Tapping natural chemicals in sponges and other marine creatures first grabbed the imagination of researchers in the 1970s, when Swiss group Roche Holding AG explored Australia's Great Barrier Reef -- without success.

But bio-prospecting is a slow business and, a quarter of a century on, the underwater treasure hunt is starting to yield results, with several marine pharmaceutical compounds now nearing the market.

Ireland's Elan Corp plans to launch a new painkiller shortly that will be the first ever drug isolated from a marine organism, according to David Newman, a chemist in the natural products branch of the National Cancer Institute in Maryland.

The compound, called Prialt, comes from a tropical cone snail that stabs its prey with a poison harpoon. It is designed to treat severe chronic pain in cancer and AIDS patients.

Clearance hopes

The novel analgesic won conditional approval from the US Food and Drug Administration last year and an Elan spokesman said the company hoped for final clearance later this year.

Behind it, the Spanish biotechnology company PharmaMar, a unit of Zeltia SA set up specifically to comb the sea for drugs, expects to start selling its first anti-cancer compound, known by the codename ET-743, by the end of next year in Europe.

The drug, extracted from a grape-like sea squirt cultivated in the Mediterranean, is collected by divers, although a semi-synthetic version is also in development.

Zeltia has a further two cancer drugs in clinical trials, the most advanced of which -- Aplidine -- is showing promise.

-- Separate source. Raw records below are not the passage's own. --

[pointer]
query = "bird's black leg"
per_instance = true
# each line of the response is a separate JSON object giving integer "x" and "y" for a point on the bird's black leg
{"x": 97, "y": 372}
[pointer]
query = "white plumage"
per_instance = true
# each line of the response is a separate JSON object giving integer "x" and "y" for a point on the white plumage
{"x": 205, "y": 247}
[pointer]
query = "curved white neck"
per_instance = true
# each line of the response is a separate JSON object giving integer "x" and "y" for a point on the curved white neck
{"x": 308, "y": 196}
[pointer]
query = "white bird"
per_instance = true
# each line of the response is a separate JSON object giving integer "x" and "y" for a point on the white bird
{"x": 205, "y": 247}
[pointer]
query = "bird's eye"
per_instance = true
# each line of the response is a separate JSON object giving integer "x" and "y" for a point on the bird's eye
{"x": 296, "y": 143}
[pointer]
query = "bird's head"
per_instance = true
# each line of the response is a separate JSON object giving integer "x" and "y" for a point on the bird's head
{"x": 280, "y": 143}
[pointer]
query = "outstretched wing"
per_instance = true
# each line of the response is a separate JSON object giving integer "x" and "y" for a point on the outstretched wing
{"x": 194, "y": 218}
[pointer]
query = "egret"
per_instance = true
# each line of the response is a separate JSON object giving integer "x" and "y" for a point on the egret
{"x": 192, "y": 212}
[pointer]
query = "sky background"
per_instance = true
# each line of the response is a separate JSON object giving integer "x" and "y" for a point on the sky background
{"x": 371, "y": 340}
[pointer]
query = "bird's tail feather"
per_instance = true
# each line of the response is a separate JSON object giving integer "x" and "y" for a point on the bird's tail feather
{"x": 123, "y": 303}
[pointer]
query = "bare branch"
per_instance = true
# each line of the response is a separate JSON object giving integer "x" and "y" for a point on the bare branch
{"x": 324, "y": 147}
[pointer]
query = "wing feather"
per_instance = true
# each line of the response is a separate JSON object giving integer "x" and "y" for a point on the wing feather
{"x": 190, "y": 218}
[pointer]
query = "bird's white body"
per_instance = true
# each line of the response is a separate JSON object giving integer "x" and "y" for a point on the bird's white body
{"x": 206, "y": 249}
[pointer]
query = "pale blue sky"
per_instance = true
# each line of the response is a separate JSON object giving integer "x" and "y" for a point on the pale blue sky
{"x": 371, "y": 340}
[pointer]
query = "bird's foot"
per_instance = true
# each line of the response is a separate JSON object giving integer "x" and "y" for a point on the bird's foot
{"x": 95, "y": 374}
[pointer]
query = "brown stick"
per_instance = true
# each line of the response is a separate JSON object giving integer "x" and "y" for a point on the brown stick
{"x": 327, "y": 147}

There is nothing particularly new about tapping nature's medicine chest -- the ancient Egyptians first recorded the use of medicinal plants almost 4,000 years ago.

Modern medicine, too, has embraced a variety of natural products including the heart drug digitalis, originally made from foxglove; blood pressure treatments derived from viper venom; and a cancer medicine, Taxol, extracted from yew trees.

But it is only relatively recently that researchers have looked systematically to the sea -- despite some serendipitous discoveries that have helped in drug design. It was analysis of chemicals in Caribbean sponges in the 1950s, for example, that gave vital chemical clues needed to make the AIDS drug AZT.

Newman, a world expert on drugs from the sea, believes there are good reasons to think marine invertebrates, particularly those found in tropical seas and on coral reefs, will yield powerful new drugs, including tumor-killing agents.

Chemical `arms race'

Sponges and other creatures are engaged in a chemical "arms race" in their watery environment, and they need potent defenses to counteract the natural dilution of the sea.

"On a coral reef what you have is chemical warfare. Every invertebrate needs to have a toehold on the reef so it can feed and the way to defend that toehold is to develop a more powerful poison sack than the competition," said Newman.

"That is why materials from the marine environment are normally extremely potent."

Zeltia chairman Jose-Maria Fernandez Sousa-Faro says his company has collected 22,000 marine samples since 1986 and he is confident there are many more new drugs among them.